Summers in New Jersey meant practically living in the pool. When I was around 4 years old, I swam around using a contraption made of a rainbow colored belt attached to a Styrofoam bubble (still have it) until I was proficient on my own. When that day came, it was only when my lips were blue, my fingers were shriveled, and I was visibly shivering that I emerged from the water to eat Jersey Mike’s subs under a blue and red Cinzano umbrella, the scent of chlorine and Coppertone lingering in the hot breeze.
Our quirky pool area with the two old-fashioned changing cabanas was host to a yearly parade of flip-flop clad friends wielding inner tubes, goggles, and flippers. Countless cannonballs, belly-flops, back flips, and doggie-paddle races transpired during its heyday. I’ve been thrown in with my clothes on, sneaked in with my clothes off, and floated on my back, gazing at the early September sky—willing summer to stay forever. With a slide and diving board that was once in use simultaneously, I can close my eyes and recall the sound of summer as a distinct chorus of the delighted splashing, shrieking, and laughter of children.

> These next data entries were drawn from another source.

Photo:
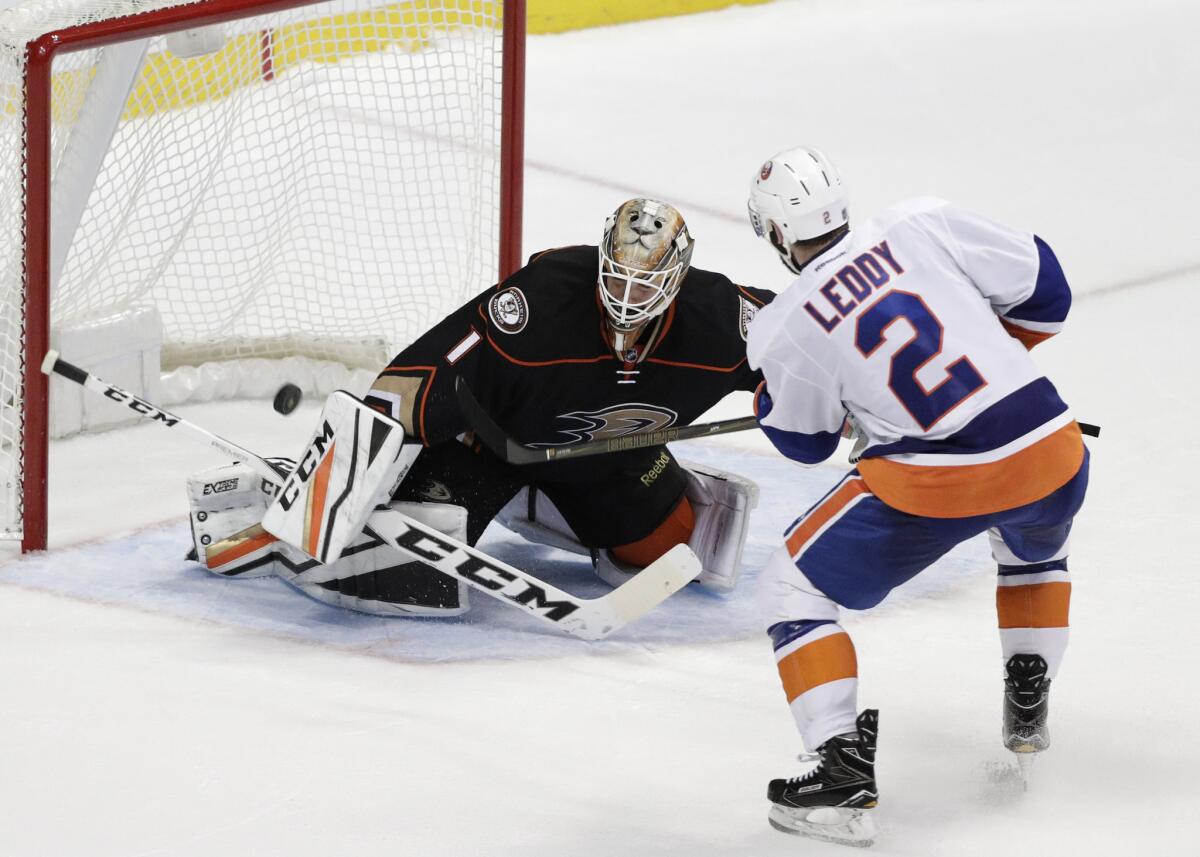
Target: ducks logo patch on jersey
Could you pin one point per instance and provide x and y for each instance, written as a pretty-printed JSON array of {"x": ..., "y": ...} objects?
[
  {"x": 509, "y": 310},
  {"x": 616, "y": 421}
]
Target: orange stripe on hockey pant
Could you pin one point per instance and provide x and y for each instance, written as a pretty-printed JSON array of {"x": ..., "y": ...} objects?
[
  {"x": 1025, "y": 336},
  {"x": 216, "y": 556},
  {"x": 317, "y": 498},
  {"x": 676, "y": 529},
  {"x": 1033, "y": 605},
  {"x": 966, "y": 490},
  {"x": 820, "y": 661},
  {"x": 823, "y": 514}
]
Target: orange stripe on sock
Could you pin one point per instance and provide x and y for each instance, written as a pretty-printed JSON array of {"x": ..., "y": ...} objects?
[
  {"x": 1033, "y": 605},
  {"x": 820, "y": 661},
  {"x": 676, "y": 529},
  {"x": 966, "y": 490},
  {"x": 823, "y": 514},
  {"x": 317, "y": 498}
]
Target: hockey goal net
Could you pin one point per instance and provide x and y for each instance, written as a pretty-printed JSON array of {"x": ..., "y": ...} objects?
[{"x": 268, "y": 178}]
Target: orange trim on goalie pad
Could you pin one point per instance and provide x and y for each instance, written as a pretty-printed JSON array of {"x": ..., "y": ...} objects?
[
  {"x": 966, "y": 490},
  {"x": 820, "y": 516},
  {"x": 1033, "y": 605},
  {"x": 317, "y": 496},
  {"x": 676, "y": 529},
  {"x": 217, "y": 556},
  {"x": 817, "y": 663}
]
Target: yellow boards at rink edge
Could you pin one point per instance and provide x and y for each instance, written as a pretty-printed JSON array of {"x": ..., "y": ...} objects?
[{"x": 168, "y": 82}]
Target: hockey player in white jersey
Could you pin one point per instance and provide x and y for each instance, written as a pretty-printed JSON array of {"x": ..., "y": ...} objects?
[{"x": 912, "y": 329}]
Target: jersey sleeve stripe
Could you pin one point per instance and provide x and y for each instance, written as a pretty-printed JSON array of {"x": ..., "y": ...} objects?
[{"x": 1050, "y": 300}]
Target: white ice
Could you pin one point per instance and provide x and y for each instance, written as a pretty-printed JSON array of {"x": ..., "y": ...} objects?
[{"x": 150, "y": 709}]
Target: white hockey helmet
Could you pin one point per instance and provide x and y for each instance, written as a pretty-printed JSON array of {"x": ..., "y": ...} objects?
[
  {"x": 645, "y": 255},
  {"x": 796, "y": 196}
]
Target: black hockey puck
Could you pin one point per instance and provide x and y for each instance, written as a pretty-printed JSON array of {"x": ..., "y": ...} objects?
[{"x": 287, "y": 399}]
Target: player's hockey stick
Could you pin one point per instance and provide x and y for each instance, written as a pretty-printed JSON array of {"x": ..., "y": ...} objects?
[
  {"x": 498, "y": 441},
  {"x": 515, "y": 453},
  {"x": 589, "y": 618}
]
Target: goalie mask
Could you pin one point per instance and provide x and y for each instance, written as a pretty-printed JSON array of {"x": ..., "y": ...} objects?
[
  {"x": 798, "y": 195},
  {"x": 643, "y": 258}
]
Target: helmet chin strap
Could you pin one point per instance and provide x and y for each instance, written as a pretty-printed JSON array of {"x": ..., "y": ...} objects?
[{"x": 624, "y": 340}]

The kids are all long-since grown and there aren’t many people around to use the pool anymore. Could be the fact that it’s 13 feet deep, always loaded with bugs and leaves, and completely shaded by trees that scares off the very same people who once played Marco Polo with abandon. Regardless, we all still gather around it every summer, having parties and barbecues, occasionally glancing at its time-worn bubbles and flowers that quietly rest beneath the still water.